Subject and methods:
This prospective cohort study involved 400 consenting pregnant women receiving antenatal care in Lagos, Nigeria. Participants were evaluated for GDM risk using three clinical models and underwent universal screening and diagnosis at 24 to 28 weeks with a single-step, 2-hour 75g OGTT, using IADPSG/WHO criteria. The Receiver Operating Characteristic (ROC) curve was used to assess the accuracy of the risk factor-based models.
Results:
The mean age of the subjects was 31.0 ± 5.3 years. The prevalence of GDM, according to the IADPSG/WHO 2013 criteria, was 19.0%. Using the clinical risk score models developed by Naylor and cols., Caliskan and cols., and Phaloprakarn and cols., positive risk scores for GDM were found in 85%, 67.3%, and 93.8% of subjects, respectively.
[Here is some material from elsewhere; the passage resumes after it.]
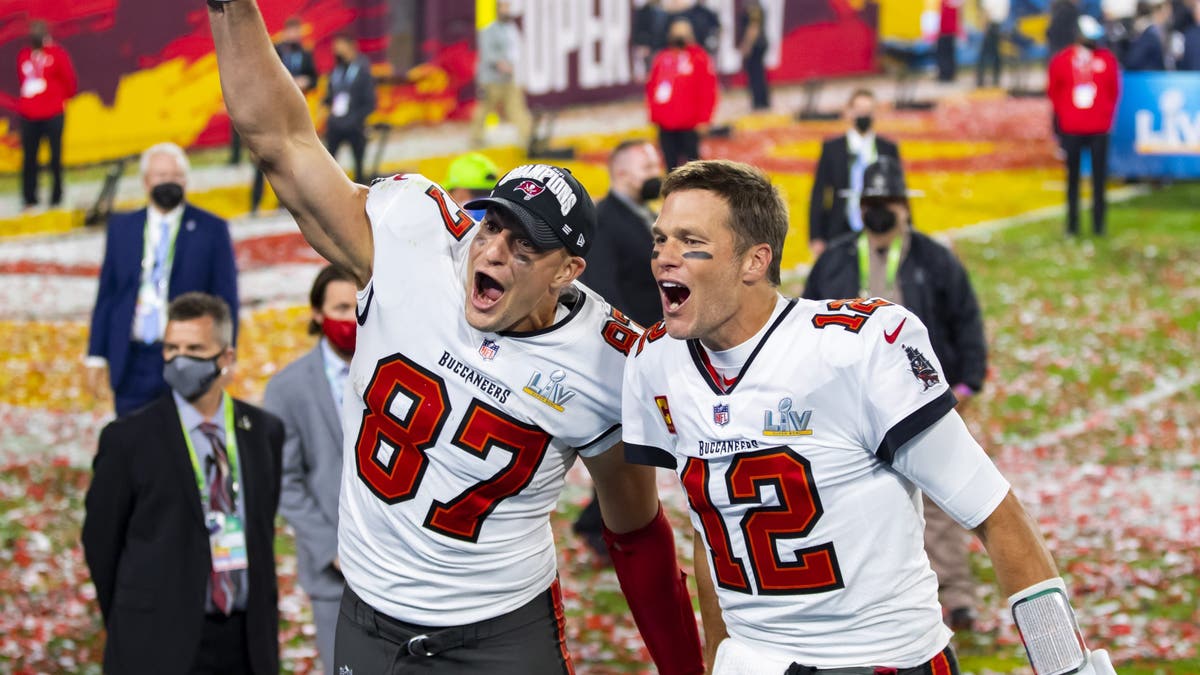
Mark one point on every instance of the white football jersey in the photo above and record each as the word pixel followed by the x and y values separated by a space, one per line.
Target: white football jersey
pixel 457 441
pixel 815 542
The sensitivity, specificity, and accuracy of these models ranged from 71.1% to 96.1%, 6.7% to 33.6%, and 23.8% to 40.8%, respectively. However, the negative predictive values were relatively high, ranging from 83.2% to 88%.
Conclusion:
The clinical risk factor-based prediction models evaluated in this study may effectively identify women at low risk for GDM who can be exempted from the 2-hour OGTT.